On 05/31/2012 04:38 PM, Mike Graham wrote:
On Wed, May 30, 2012 at 11:03 AM, Ronny Pfannschmidt <Ronny.Pfannschmidt@gmx.de> wrote:
Hi,
i consider my utility class FormatRepr finished, its currently availiable in ( http://pypi.python.org/pypi/reprtools/0.1 )
it supplies a descriptor that allows to simply declare __repr__ methods based on object attributes.
i think it greatly enhances readability for those things, as its DRY and focuses on the parts *i* consider important (e.E. what accessible attribute gets formatted how)
there is no need ot repeat attribute names or care if something is a property,class-attribute or object attribute (one of the reasons why a simple .format(**vars(self)) will not always work)
oversimplified example:
.. code-block:: python
from reprtools import FormatRepr
class User(object): __repr__ = FormatRepr("<User {name}>")

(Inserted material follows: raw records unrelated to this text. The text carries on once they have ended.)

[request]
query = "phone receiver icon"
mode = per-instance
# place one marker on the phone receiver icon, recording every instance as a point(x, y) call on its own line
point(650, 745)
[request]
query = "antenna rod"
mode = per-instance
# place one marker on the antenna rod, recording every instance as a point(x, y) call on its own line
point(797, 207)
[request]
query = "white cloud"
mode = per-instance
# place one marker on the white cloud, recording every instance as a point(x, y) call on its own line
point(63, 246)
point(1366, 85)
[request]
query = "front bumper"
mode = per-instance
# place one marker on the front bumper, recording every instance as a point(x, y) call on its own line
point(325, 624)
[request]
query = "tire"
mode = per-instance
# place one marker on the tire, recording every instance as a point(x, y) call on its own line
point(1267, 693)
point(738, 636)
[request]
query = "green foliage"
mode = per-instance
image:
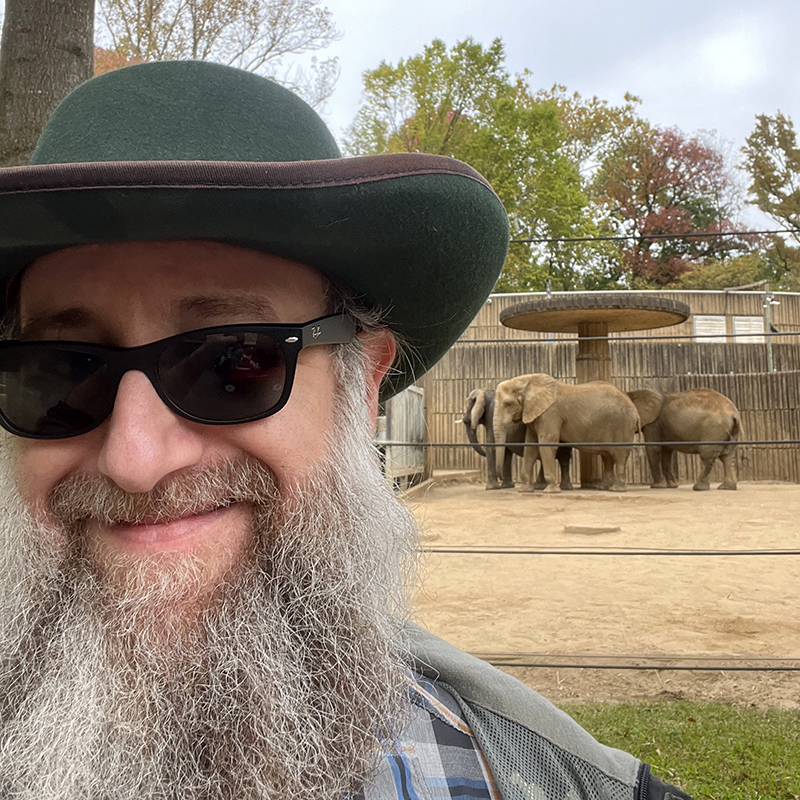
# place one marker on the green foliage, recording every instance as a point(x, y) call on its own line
point(463, 103)
point(710, 750)
point(772, 159)
point(782, 266)
point(659, 182)
point(255, 35)
point(739, 271)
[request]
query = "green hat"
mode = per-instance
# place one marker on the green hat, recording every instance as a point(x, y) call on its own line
point(191, 150)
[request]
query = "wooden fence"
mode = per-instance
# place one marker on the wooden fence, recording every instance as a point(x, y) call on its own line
point(769, 402)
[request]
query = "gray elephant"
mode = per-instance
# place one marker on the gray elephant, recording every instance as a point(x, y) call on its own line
point(696, 415)
point(480, 411)
point(556, 412)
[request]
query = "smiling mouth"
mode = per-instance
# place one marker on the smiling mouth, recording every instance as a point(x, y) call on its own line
point(160, 530)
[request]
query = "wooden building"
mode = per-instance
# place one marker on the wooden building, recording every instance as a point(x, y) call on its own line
point(725, 349)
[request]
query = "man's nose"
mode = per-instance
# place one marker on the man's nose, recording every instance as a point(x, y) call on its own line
point(145, 441)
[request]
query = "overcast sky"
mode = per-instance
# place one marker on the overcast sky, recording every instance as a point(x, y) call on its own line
point(696, 64)
point(704, 64)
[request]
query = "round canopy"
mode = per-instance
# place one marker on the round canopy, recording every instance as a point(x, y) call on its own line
point(563, 314)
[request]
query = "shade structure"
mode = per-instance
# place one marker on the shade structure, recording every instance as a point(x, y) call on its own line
point(593, 317)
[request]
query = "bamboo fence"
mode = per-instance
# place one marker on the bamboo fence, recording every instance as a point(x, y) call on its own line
point(769, 402)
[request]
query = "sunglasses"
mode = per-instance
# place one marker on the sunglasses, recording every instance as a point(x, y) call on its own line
point(225, 375)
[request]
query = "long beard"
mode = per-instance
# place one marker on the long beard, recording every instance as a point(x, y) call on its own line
point(132, 680)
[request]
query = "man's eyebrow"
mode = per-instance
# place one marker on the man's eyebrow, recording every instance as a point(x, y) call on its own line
point(34, 325)
point(238, 304)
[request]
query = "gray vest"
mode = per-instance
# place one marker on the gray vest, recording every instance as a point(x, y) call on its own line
point(535, 751)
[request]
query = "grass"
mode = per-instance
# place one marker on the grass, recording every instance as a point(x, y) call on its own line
point(712, 751)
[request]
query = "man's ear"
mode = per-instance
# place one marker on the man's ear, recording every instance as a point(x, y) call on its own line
point(380, 349)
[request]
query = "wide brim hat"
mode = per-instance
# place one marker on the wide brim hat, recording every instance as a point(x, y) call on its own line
point(190, 150)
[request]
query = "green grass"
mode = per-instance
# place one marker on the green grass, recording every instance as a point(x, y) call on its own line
point(712, 751)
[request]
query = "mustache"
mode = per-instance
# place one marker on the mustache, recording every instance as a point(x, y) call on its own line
point(83, 496)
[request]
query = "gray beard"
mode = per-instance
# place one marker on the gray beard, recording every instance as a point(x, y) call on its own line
point(125, 681)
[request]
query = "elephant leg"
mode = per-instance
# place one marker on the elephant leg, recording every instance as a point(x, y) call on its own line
point(491, 462)
point(669, 464)
point(564, 456)
point(548, 456)
point(654, 455)
point(508, 481)
point(540, 481)
point(528, 463)
point(619, 460)
point(608, 472)
point(708, 456)
point(728, 459)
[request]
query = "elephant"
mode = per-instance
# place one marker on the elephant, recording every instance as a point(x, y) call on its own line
point(480, 411)
point(695, 415)
point(554, 412)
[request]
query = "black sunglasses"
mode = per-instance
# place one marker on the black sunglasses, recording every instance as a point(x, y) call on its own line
point(218, 376)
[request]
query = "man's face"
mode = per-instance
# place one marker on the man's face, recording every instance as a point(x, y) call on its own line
point(252, 649)
point(131, 294)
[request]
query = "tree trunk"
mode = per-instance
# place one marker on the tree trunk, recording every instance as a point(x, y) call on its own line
point(46, 52)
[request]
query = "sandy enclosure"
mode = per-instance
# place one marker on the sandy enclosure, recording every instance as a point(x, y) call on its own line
point(619, 605)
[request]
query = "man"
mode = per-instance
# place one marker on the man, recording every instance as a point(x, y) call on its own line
point(205, 579)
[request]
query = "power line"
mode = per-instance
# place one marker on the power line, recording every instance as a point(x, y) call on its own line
point(647, 236)
point(500, 550)
point(734, 442)
point(611, 338)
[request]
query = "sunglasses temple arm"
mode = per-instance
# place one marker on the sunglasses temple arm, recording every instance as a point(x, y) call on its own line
point(329, 330)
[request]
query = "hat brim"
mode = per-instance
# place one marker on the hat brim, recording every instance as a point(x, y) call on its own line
point(421, 237)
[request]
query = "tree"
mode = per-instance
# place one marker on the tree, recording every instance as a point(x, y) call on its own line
point(740, 271)
point(658, 183)
point(772, 159)
point(255, 35)
point(46, 52)
point(463, 103)
point(593, 128)
point(109, 60)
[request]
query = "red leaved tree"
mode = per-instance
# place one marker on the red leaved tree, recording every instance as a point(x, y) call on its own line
point(659, 182)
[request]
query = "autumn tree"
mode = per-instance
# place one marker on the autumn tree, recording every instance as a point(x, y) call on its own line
point(772, 160)
point(657, 185)
point(46, 52)
point(256, 35)
point(461, 102)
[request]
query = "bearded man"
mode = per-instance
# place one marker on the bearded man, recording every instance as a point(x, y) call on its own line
point(205, 578)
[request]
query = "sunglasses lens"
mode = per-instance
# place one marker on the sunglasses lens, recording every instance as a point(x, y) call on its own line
point(52, 392)
point(223, 377)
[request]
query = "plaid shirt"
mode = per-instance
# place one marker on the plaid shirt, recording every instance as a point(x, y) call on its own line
point(436, 757)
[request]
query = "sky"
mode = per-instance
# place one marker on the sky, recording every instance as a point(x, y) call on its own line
point(708, 65)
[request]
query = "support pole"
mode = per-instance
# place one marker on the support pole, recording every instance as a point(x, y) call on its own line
point(592, 364)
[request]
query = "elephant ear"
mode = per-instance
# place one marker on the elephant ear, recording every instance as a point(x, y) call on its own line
point(648, 403)
point(479, 406)
point(539, 394)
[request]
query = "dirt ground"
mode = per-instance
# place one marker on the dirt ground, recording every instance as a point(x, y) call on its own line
point(576, 606)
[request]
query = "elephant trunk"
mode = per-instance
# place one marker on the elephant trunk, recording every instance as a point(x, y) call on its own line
point(472, 435)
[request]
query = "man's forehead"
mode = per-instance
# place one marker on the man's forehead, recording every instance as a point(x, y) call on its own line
point(193, 277)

def __init__(self, name): self.name = name
User('test') <User test>
If we introduce something like this, I think I'd prefer an approach that didn't encourage hardcoding "User". In my __repr__s, I usually make the class's name dynamic so it does not make for confusing reprs in the event of subclassing.
you can just use {__class__.__name__} to have it "softcoded"
You really don't end up implementing __repr__ all that often and if you do you writing a simple one isn't hard. I'm -0 on having this in the stdlib.